Welcome to your genome

There is a common view that the human genome has two different parts – a “constant” part and a “variable” part. According to this view, the bases of DNA in the constant part are the same across all individuals. They are said to be “fixed” in the population. They are what make us all human – they differentiate us from other species. The variable part, in contrast, is made of positions in the DNA sequence that are “polymorphic” – they come in two or more different versions. Some people carry one base at that position and others carry another. The idea is that it is the particular set of such variations that we inherit that makes us each unique (unless we have an identical twin). According to this idea, we each have a hand dealt from the same deck.

The genome sequence (a simple linear code made up of 3 billion bases of DNA in precise order, chopped up onto different chromosomes) is peppered with these polymorphic positions – about 1 in every 1,250 bases. That makes about 2,400,000 polymorphisms in each genome (and we each carry two copies of the genome). That certainly seems like plenty of raw material, with limitless combinations that could explain the richness of human diversity. This interpretation has fuelled massive scientific projects to try and find which common polymorphisms affect which traits. (Not to mention personal genomics companies who will try to tell you your risk of various diseases based on your profile of such polymorphisms).

The problem with this view is that it is wrong. Or at least woefully incomplete.

The reason is it ignores another source of variation: very rare mutations in those bases that are constant across the vast majority of individuals. There is now very good evidence that it is those kinds of mutations that contribute most to our individuality. Certainly, they are much more likely to affect a protein’s function and much more likely to contribute to genetic disease. We each carry hundreds of such rare mutations that can affect protein function or expression and are much more likely to have a phenotypic impact than common polymorphisms.

Indeed, far from most of the genome being effectively constant, it can be estimated that every position in the genome has been mutated many, many times over in the human population. And each of us carries hundreds of new mutations that arose during generation of the sperm and egg cells that fused to form us. New mutations may spread in the pedigree or population in which they arise for some time, depending in part on whether they have a deleterious effect or not. Ones that do will likely be quickly selected against.

A new paper from the 1000 genomes project consortium shows that:

“the vast majority of human variable sites are rare and that the majority of rare variants exhibit, at most, very little sharing among continental populations”.

This is a much more fluid picture of genetic variation than we are used to. We are not all dealt a genetic hand from the same deck – each population, sub-population, kindred, nuclear family has a distinct set of rare genetic variants. And each of these decks contains a lot of jokers – the new mutations that arise each time a hand is dealt.

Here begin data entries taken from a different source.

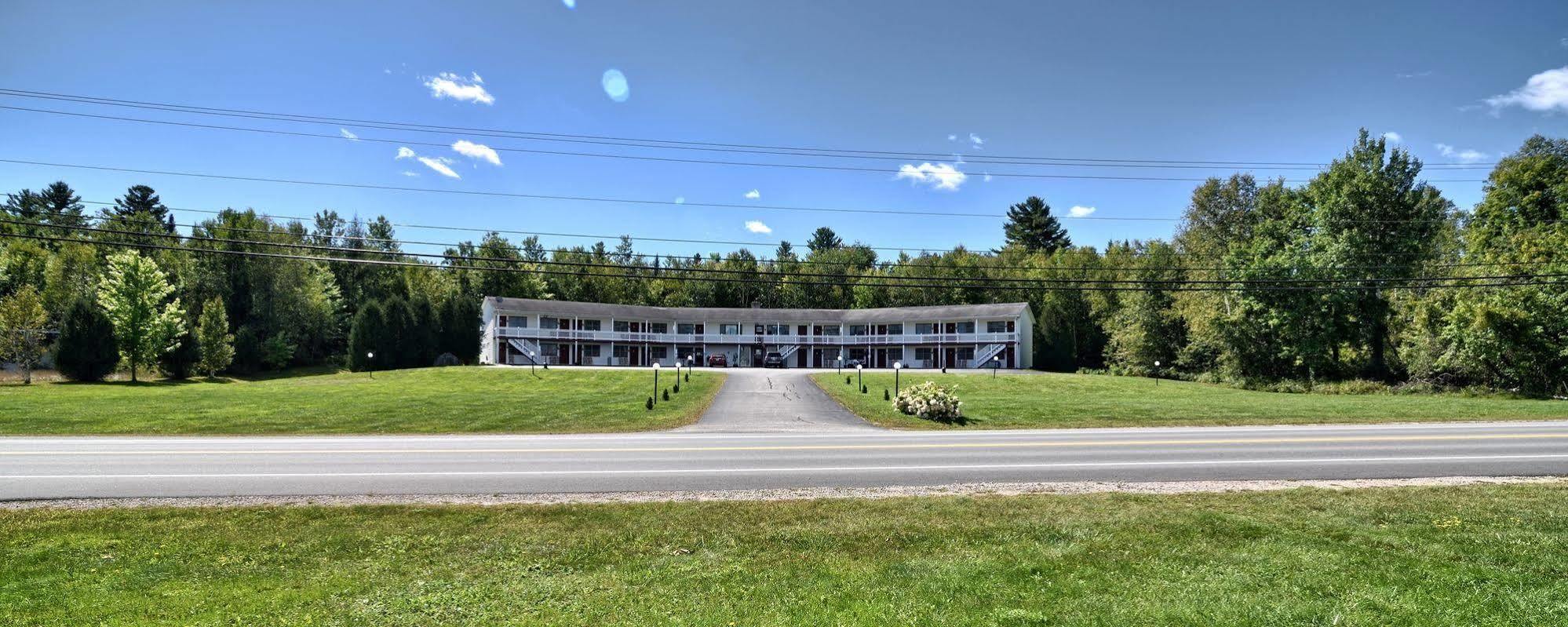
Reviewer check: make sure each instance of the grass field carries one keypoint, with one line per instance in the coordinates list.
(1043, 400)
(424, 400)
(1479, 556)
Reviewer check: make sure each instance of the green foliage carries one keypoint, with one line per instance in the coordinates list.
(212, 337)
(86, 348)
(137, 298)
(22, 330)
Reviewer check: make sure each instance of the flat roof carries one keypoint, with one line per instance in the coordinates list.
(764, 314)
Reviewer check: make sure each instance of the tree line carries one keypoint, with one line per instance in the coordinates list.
(1261, 283)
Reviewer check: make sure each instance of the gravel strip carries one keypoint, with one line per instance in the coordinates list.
(766, 494)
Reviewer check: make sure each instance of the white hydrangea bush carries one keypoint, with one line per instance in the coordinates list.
(930, 402)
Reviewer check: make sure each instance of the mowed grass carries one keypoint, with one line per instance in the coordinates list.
(422, 400)
(1048, 400)
(1479, 556)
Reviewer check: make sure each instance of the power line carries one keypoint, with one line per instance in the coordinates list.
(793, 151)
(789, 278)
(607, 199)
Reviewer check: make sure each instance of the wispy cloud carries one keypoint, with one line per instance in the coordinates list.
(460, 88)
(1464, 155)
(477, 151)
(441, 165)
(1547, 91)
(939, 176)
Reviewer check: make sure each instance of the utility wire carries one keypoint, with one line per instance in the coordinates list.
(795, 151)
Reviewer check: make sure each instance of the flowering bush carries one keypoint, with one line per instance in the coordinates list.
(930, 402)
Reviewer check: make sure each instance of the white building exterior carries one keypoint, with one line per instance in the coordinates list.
(966, 336)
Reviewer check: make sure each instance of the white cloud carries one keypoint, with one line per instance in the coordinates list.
(439, 165)
(1464, 155)
(1545, 91)
(477, 151)
(941, 176)
(460, 88)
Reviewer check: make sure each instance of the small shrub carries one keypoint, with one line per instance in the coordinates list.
(930, 402)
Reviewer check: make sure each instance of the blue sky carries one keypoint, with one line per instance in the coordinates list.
(1227, 82)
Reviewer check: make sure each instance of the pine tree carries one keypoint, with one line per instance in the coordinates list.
(213, 339)
(1032, 226)
(135, 295)
(86, 348)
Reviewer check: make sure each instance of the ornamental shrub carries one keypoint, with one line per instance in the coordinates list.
(930, 402)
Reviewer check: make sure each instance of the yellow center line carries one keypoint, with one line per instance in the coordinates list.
(1035, 444)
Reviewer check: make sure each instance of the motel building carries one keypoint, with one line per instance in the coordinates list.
(521, 331)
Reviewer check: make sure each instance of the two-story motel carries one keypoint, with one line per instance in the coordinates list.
(968, 336)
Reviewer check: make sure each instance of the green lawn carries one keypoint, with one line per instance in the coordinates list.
(424, 400)
(1045, 400)
(1479, 556)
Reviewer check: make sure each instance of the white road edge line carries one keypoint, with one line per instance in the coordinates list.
(792, 469)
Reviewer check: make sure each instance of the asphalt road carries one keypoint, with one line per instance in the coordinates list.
(52, 468)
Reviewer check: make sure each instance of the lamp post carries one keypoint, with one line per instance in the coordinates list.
(656, 383)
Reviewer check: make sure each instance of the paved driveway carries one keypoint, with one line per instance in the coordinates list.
(775, 400)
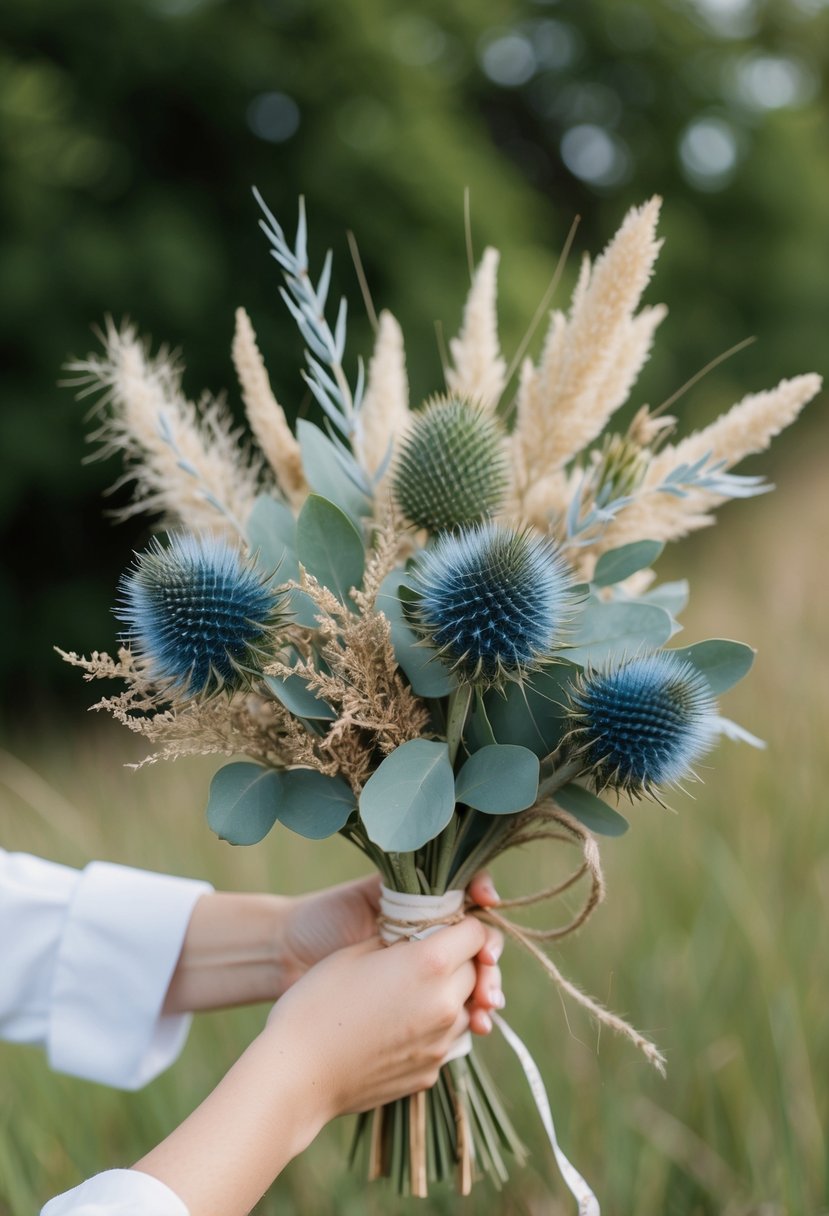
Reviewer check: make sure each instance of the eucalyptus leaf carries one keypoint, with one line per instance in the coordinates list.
(619, 563)
(410, 798)
(723, 663)
(243, 801)
(500, 780)
(590, 810)
(330, 546)
(426, 673)
(314, 805)
(295, 696)
(616, 630)
(530, 714)
(325, 472)
(271, 534)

Why have such rare mutations generally been ignored while the polymorphic sites have been the focus of intense research? There are several reasons, some practical and some theoretical. Practically, it has until recently been almost impossible to systematically find very rare mutations. To do so requires that we sequence the whole genome, which has only recently become feasible. In contrast, methods to survey which bases you carry at all the polymorphic sites across the genome were developed quite some time ago now and are relatively cheap to use. (They rely on sampling about 500,000 such sites around the genome – because of unevenness in the way different bits of chromosomes get swapped when sperm and eggs are made, this sample actually tells you about most of the variable sites across the whole genome). So, there has been a tendency to argue that polymorphic sites will be major contributors to human phenotypes (especially diseases) because those have been the only ones we have been able to look at.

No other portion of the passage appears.